As a surfer and diver I’m pretty much in the ocean daily.
I’ve chased waves all over the world and snorkelled at pristine coral reefs here in Australia and throughout the South Pacific.
I’ve always educated friends and family to do their best when it comes to ocean protection and even volunteered my time to help out the Surfrider Foundation with various ocean conservation campaigns.
It’s fair to say that I care a lot about whether my sun protection is safe for the sea and therefore my salty marine creature companions.
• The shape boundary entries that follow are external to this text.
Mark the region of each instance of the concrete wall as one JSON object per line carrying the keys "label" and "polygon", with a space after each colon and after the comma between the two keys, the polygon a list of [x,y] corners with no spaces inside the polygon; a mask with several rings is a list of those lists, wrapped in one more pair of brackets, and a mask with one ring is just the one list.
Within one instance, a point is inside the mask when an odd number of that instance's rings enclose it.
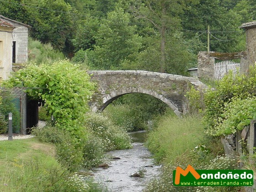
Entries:
{"label": "concrete wall", "polygon": [[26,26],[11,20],[7,20],[15,26],[13,30],[13,41],[16,42],[16,57],[15,63],[24,63],[27,61],[27,44],[28,28]]}
{"label": "concrete wall", "polygon": [[248,61],[249,65],[256,62],[256,28],[251,28],[245,31]]}
{"label": "concrete wall", "polygon": [[12,71],[12,30],[0,26],[0,77],[4,80]]}

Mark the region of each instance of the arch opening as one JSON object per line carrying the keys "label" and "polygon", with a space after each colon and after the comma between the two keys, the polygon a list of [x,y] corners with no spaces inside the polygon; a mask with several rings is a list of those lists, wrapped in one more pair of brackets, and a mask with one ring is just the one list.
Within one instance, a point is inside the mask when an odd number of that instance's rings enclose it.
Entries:
{"label": "arch opening", "polygon": [[109,105],[110,103],[112,103],[113,101],[118,98],[119,97],[127,94],[144,94],[148,95],[151,96],[156,99],[158,99],[162,102],[166,104],[170,108],[171,108],[174,112],[174,113],[178,116],[180,117],[182,113],[182,112],[181,112],[178,107],[173,103],[173,102],[162,95],[158,94],[155,91],[144,91],[141,92],[130,92],[126,93],[122,93],[118,94],[117,93],[110,93],[107,97],[110,98],[108,100],[107,100],[103,105],[99,107],[98,110],[101,111],[104,111],[104,110]]}

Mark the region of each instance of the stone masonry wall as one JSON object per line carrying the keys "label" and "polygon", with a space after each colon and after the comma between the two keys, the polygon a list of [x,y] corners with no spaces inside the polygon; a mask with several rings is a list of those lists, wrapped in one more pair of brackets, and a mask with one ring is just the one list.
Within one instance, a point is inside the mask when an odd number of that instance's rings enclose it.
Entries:
{"label": "stone masonry wall", "polygon": [[103,110],[114,100],[128,93],[152,96],[166,103],[177,115],[187,112],[184,95],[188,84],[196,89],[205,86],[192,77],[145,71],[91,71],[98,90],[91,103],[93,111]]}
{"label": "stone masonry wall", "polygon": [[8,21],[16,27],[12,34],[12,41],[16,42],[16,63],[26,63],[27,61],[28,28],[11,20],[8,20]]}
{"label": "stone masonry wall", "polygon": [[256,62],[256,28],[251,28],[246,30],[246,47],[248,52],[248,61],[249,65]]}
{"label": "stone masonry wall", "polygon": [[240,73],[245,74],[248,71],[247,52],[222,53],[213,51],[200,51],[197,55],[197,76],[199,79],[215,80],[215,59],[240,59]]}

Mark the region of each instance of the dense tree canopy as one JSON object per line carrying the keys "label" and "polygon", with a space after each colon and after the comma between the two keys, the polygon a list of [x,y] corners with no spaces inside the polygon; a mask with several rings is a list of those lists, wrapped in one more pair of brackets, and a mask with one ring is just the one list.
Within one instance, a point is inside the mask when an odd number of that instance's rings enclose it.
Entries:
{"label": "dense tree canopy", "polygon": [[[252,0],[0,0],[0,14],[32,26],[30,35],[91,67],[184,74],[199,51],[245,49]],[[83,51],[82,52],[81,51]],[[69,54],[68,55],[68,53]]]}

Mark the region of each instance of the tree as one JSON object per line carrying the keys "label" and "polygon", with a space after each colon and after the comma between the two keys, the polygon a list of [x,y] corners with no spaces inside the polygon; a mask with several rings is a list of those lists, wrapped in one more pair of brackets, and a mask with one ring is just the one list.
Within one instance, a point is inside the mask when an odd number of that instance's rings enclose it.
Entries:
{"label": "tree", "polygon": [[94,49],[88,52],[89,64],[98,69],[121,69],[122,63],[134,60],[142,48],[142,38],[129,25],[130,16],[121,8],[107,15],[95,35]]}
{"label": "tree", "polygon": [[13,20],[28,23],[30,20],[27,7],[23,6],[26,0],[10,0],[0,1],[0,15]]}
{"label": "tree", "polygon": [[199,33],[206,51],[209,26],[210,51],[232,52],[244,50],[245,47],[241,47],[240,43],[245,43],[244,35],[239,28],[242,17],[232,10],[219,5],[219,0],[187,2],[181,17],[184,34],[190,38]]}
{"label": "tree", "polygon": [[18,86],[21,82],[24,87],[43,88],[27,89],[27,94],[34,99],[44,101],[56,127],[69,131],[77,138],[83,136],[82,123],[94,89],[85,70],[68,61],[39,66],[30,64],[15,72],[5,85]]}
{"label": "tree", "polygon": [[133,8],[133,15],[138,19],[144,19],[151,23],[160,35],[160,71],[165,72],[166,33],[173,33],[180,29],[178,15],[182,12],[181,5],[176,0],[150,0],[144,2]]}
{"label": "tree", "polygon": [[85,20],[81,21],[78,25],[75,38],[71,41],[75,51],[93,49],[96,43],[95,34],[98,32],[99,27],[99,21],[96,18],[88,17]]}
{"label": "tree", "polygon": [[63,50],[71,34],[74,10],[64,0],[42,0],[34,5],[35,3],[32,1],[32,6],[27,8],[33,18],[29,23],[32,27],[31,35]]}

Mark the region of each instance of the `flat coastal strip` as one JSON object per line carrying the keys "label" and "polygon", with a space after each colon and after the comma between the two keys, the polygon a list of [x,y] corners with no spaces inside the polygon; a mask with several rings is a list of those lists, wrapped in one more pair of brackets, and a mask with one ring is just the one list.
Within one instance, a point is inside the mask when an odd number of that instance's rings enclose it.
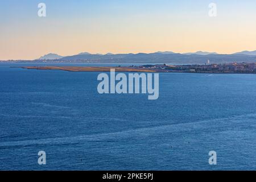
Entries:
{"label": "flat coastal strip", "polygon": [[39,70],[62,70],[69,72],[110,72],[115,69],[116,72],[157,72],[155,69],[132,67],[20,67],[24,69]]}

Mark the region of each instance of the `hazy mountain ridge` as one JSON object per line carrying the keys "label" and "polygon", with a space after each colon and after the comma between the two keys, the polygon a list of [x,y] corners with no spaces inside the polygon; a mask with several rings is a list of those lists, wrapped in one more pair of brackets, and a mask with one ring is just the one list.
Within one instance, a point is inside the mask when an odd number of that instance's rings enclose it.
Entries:
{"label": "hazy mountain ridge", "polygon": [[209,60],[210,63],[230,62],[256,62],[256,56],[244,54],[181,54],[181,53],[129,53],[106,55],[77,55],[66,56],[55,61],[85,63],[173,63],[204,64]]}
{"label": "hazy mountain ridge", "polygon": [[39,57],[39,60],[55,60],[55,59],[61,59],[63,57],[63,56],[58,55],[56,53],[50,53],[47,55],[45,55],[43,56],[41,56]]}
{"label": "hazy mountain ridge", "polygon": [[[255,54],[255,55],[254,55]],[[256,63],[256,51],[242,51],[233,54],[218,54],[216,52],[197,51],[195,53],[179,53],[171,51],[156,52],[146,53],[108,53],[105,55],[91,54],[82,52],[78,55],[62,57],[57,54],[49,53],[32,61],[97,63],[172,63],[172,64],[204,64],[231,62]],[[18,62],[28,61],[17,60]]]}

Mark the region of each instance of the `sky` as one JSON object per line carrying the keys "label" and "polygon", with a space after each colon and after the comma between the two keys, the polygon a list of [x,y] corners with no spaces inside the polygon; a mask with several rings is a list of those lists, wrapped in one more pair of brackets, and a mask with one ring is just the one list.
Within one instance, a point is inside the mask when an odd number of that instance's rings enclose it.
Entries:
{"label": "sky", "polygon": [[[39,17],[38,4],[46,5]],[[217,16],[209,15],[209,5]],[[0,60],[256,50],[255,0],[0,0]]]}

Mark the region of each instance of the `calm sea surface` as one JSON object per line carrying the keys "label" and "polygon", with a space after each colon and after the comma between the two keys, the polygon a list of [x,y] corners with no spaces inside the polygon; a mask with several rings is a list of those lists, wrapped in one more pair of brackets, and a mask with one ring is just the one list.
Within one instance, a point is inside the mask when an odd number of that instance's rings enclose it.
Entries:
{"label": "calm sea surface", "polygon": [[256,75],[160,73],[150,101],[25,65],[0,64],[1,170],[256,169]]}

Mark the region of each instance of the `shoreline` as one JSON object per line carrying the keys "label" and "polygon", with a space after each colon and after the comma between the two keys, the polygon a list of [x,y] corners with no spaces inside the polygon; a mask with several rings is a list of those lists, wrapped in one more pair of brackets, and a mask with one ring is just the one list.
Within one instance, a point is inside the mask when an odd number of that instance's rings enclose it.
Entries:
{"label": "shoreline", "polygon": [[[209,65],[207,65],[208,67]],[[155,73],[205,73],[205,74],[256,74],[255,69],[250,70],[221,70],[218,69],[205,69],[205,65],[201,67],[195,67],[191,65],[146,65],[142,66],[127,67],[72,67],[72,66],[28,66],[11,67],[10,68],[19,68],[27,69],[37,70],[59,70],[68,72],[110,72],[114,69],[115,72],[155,72]]]}

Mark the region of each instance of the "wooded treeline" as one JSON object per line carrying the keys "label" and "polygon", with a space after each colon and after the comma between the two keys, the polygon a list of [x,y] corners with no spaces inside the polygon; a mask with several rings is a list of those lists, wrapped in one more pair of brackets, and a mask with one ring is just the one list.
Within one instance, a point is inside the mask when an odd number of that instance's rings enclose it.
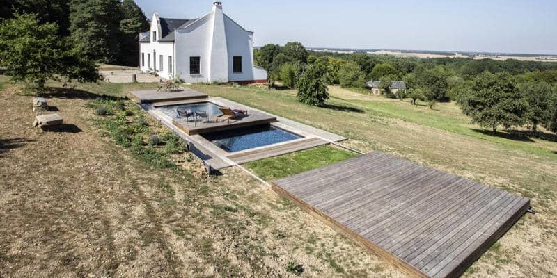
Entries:
{"label": "wooded treeline", "polygon": [[139,34],[149,28],[133,0],[1,0],[0,7],[1,19],[34,14],[40,24],[56,23],[58,35],[97,63],[138,66]]}
{"label": "wooded treeline", "polygon": [[[535,135],[542,126],[557,133],[557,63],[334,54],[307,51],[299,42],[267,44],[254,57],[272,83],[297,88],[299,95],[298,83],[308,67],[317,67],[319,71],[310,71],[313,78],[328,85],[361,90],[366,81],[378,81],[386,97],[409,98],[413,104],[422,101],[430,108],[454,100],[474,122],[494,132],[499,126],[527,126]],[[392,93],[395,81],[407,89]]]}

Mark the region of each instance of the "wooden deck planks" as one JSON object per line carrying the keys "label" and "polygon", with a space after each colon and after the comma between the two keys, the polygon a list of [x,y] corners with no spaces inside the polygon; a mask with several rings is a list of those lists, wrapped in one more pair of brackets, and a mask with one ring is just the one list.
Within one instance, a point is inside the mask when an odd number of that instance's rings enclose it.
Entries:
{"label": "wooden deck planks", "polygon": [[138,104],[151,104],[155,102],[176,101],[191,99],[207,99],[207,94],[184,88],[177,92],[157,92],[156,90],[133,91],[127,94],[127,97]]}
{"label": "wooden deck planks", "polygon": [[459,276],[529,207],[528,199],[380,152],[272,188],[415,277]]}

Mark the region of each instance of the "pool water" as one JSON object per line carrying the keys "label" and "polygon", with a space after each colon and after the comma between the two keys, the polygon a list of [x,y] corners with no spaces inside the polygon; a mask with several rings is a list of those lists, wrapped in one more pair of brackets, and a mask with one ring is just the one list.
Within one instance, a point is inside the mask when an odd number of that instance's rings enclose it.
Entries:
{"label": "pool water", "polygon": [[164,113],[168,115],[173,118],[178,117],[178,113],[176,109],[180,111],[191,110],[191,112],[205,111],[207,112],[207,115],[221,115],[222,112],[219,110],[218,105],[212,102],[198,102],[196,104],[180,104],[180,105],[169,105],[167,106],[159,106],[157,109],[162,111]]}
{"label": "pool water", "polygon": [[240,152],[302,138],[270,124],[211,132],[201,136],[228,152]]}

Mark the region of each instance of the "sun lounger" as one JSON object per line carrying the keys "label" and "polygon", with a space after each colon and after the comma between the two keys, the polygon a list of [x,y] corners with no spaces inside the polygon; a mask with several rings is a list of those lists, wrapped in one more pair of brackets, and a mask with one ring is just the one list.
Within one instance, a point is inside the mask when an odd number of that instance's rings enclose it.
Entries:
{"label": "sun lounger", "polygon": [[223,113],[220,117],[225,118],[228,122],[230,122],[230,120],[237,119],[248,115],[247,110],[230,109],[226,107],[220,107],[219,109]]}

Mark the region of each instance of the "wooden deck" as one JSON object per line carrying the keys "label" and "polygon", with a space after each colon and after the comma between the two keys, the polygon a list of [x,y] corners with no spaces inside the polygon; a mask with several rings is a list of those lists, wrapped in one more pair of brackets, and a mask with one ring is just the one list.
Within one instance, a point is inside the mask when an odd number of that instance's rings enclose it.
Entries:
{"label": "wooden deck", "polygon": [[248,111],[248,113],[249,114],[246,116],[230,120],[230,122],[220,118],[219,121],[216,122],[201,120],[198,120],[195,123],[193,121],[188,122],[185,119],[182,119],[181,121],[173,119],[172,123],[187,134],[194,135],[206,132],[221,131],[240,127],[270,124],[276,122],[276,118],[275,117],[267,113],[251,111]]}
{"label": "wooden deck", "polygon": [[178,92],[157,92],[157,90],[130,92],[127,97],[138,104],[177,101],[191,99],[204,99],[209,97],[207,94],[184,88]]}
{"label": "wooden deck", "polygon": [[373,152],[277,181],[274,190],[413,277],[458,277],[529,200]]}

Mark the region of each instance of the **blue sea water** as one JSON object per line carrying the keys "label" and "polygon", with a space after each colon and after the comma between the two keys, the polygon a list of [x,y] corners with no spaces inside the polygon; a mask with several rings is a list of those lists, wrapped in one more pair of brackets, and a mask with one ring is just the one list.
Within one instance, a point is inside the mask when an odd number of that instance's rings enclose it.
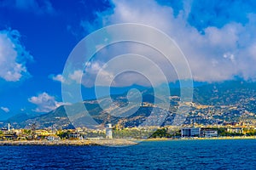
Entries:
{"label": "blue sea water", "polygon": [[1,169],[256,169],[256,140],[150,141],[128,147],[1,146]]}

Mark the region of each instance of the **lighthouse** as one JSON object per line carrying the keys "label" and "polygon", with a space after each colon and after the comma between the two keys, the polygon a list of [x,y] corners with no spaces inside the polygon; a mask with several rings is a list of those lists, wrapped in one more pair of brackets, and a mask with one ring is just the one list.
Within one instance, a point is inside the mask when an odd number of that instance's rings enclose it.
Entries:
{"label": "lighthouse", "polygon": [[108,123],[106,127],[106,139],[113,139],[112,135],[112,124]]}

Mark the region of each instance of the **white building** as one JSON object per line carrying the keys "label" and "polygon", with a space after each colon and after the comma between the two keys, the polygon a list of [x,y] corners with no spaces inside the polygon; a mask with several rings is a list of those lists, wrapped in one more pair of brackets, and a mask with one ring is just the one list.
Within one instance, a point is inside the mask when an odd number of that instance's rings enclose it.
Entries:
{"label": "white building", "polygon": [[204,136],[206,138],[218,137],[217,130],[204,130]]}
{"label": "white building", "polygon": [[106,127],[106,139],[113,139],[112,124],[108,123]]}
{"label": "white building", "polygon": [[198,137],[200,133],[200,128],[183,128],[181,129],[182,137]]}

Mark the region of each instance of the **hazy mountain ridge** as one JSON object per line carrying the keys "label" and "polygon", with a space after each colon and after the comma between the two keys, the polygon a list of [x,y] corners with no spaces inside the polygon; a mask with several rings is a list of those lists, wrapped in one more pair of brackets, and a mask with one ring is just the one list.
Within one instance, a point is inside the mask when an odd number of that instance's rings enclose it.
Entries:
{"label": "hazy mountain ridge", "polygon": [[[179,104],[178,91],[178,88],[171,88],[171,93],[174,97],[172,96],[173,98],[171,99],[170,110],[164,110],[154,105],[153,90],[143,90],[143,104],[134,114],[125,117],[114,116],[113,114],[107,113],[100,107],[96,100],[85,100],[83,103],[89,114],[97,123],[102,125],[112,122],[113,124],[119,123],[123,127],[137,127],[143,124],[143,122],[147,125],[147,123],[150,124],[156,122],[155,123],[162,122],[160,125],[164,126],[172,123]],[[119,106],[127,105],[125,94],[115,94],[112,96],[112,99]],[[161,102],[160,99],[155,100],[155,103]],[[195,122],[220,124],[225,121],[239,121],[241,117],[253,120],[256,113],[256,83],[230,81],[195,87],[194,88],[194,100],[190,105],[191,110],[184,122],[186,124]],[[67,107],[72,107],[75,114],[76,125],[83,126],[83,120],[86,116],[83,113],[81,105],[74,104]],[[151,114],[153,110],[158,114]],[[118,110],[122,110],[122,109]],[[55,110],[35,117],[22,118],[23,120],[16,122],[19,128],[27,127],[32,122],[36,122],[40,128],[55,126],[63,128],[72,127],[64,106],[60,106]],[[14,117],[9,120],[10,122],[14,122]]]}

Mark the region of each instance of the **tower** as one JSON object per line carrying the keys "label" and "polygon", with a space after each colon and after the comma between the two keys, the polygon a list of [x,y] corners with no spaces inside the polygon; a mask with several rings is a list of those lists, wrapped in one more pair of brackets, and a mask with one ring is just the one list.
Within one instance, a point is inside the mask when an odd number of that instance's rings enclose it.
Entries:
{"label": "tower", "polygon": [[108,123],[106,127],[106,139],[113,139],[112,135],[112,124]]}

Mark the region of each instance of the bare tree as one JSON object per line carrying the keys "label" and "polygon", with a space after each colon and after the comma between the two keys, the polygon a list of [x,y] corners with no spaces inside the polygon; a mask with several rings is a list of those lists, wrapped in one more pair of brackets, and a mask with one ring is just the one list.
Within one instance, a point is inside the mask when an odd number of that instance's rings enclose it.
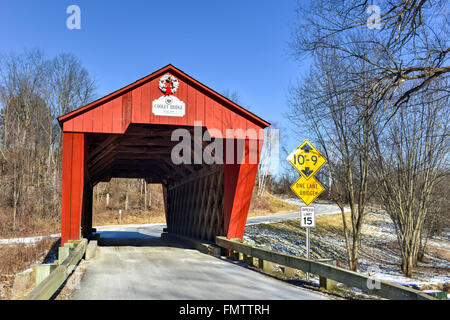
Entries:
{"label": "bare tree", "polygon": [[394,223],[407,276],[417,265],[425,222],[433,209],[440,210],[432,197],[436,184],[448,178],[449,101],[432,93],[413,97],[398,109],[387,130],[374,136],[378,195]]}
{"label": "bare tree", "polygon": [[[358,269],[360,234],[369,200],[370,140],[378,113],[365,95],[364,63],[345,63],[332,52],[317,54],[311,75],[291,91],[289,119],[309,129],[328,163],[333,200],[342,213],[351,270]],[[350,222],[345,207],[350,207]]]}
{"label": "bare tree", "polygon": [[[300,59],[327,49],[366,62],[374,78],[373,100],[392,102],[394,114],[411,96],[450,72],[447,7],[445,0],[385,1],[375,9],[367,0],[299,2],[293,53]],[[357,45],[362,43],[374,50],[362,53]],[[406,86],[408,90],[396,95]]]}
{"label": "bare tree", "polygon": [[[60,213],[61,132],[56,118],[87,103],[93,82],[71,55],[42,51],[0,59],[0,200],[19,211]],[[26,205],[24,205],[26,204]]]}

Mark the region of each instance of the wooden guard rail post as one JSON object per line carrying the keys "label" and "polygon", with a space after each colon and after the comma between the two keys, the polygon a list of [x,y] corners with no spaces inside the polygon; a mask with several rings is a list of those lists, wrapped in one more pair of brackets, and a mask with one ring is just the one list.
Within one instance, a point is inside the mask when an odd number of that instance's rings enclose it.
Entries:
{"label": "wooden guard rail post", "polygon": [[262,261],[270,261],[285,267],[317,274],[321,277],[332,279],[351,287],[359,288],[369,294],[375,294],[386,299],[436,300],[434,297],[418,290],[382,280],[377,280],[380,284],[379,289],[369,289],[367,284],[369,281],[373,281],[374,279],[366,275],[338,268],[326,263],[307,260],[289,254],[278,253],[266,249],[255,248],[250,245],[240,243],[236,240],[228,240],[226,237],[216,237],[216,244],[219,247],[234,250],[244,255],[258,258]]}
{"label": "wooden guard rail post", "polygon": [[83,258],[87,244],[87,239],[82,239],[70,255],[47,278],[39,283],[24,300],[49,300]]}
It is, after all their real-life aquarium.
Nowadays it’s (alarmingly) well known that coral reefs throughout the world are suffering as a result of global warming – fact. The spike in ocean temperatures has caused significant stress to the marine life that inhabits our seas and caused mass coral bleaching in sensitive areas.
Yes, I’m lucky to have surfed at some the most visually stunning locations on the planet but it’s truly heartbreaking to witness the impacts of global warming firsthand.
On a positive and proactive note, I recently learned of the Hawaii Reef Bill - a commendable initiative that will see Hawaii ban the use of two of the most harmful UV filters that are currently used in the majority of sunscreens.
Studies have shown that both Oxybenzone and Octinoxate have potentially negative impacts on coral reefs, and these are the two main culprits set to be banned from products in the US state from January 2021.
This a huge win for the planet's reef eco-systems and for the marine life that inhabits them - and it's put the world on notice. A recent study found that the worst damage happens in places close to human concentration - although it needs to be noted that there's still more studies to be done.
The message is clear: we need to protect our oceans globally in order for their delicate marine eco-systems to survive and thrive.
As an individual there’s many things you can do to ensure the seas remain healthy and one of the simplest ways to assist is to ensure that your sun protection creams are non-toxic to reefs.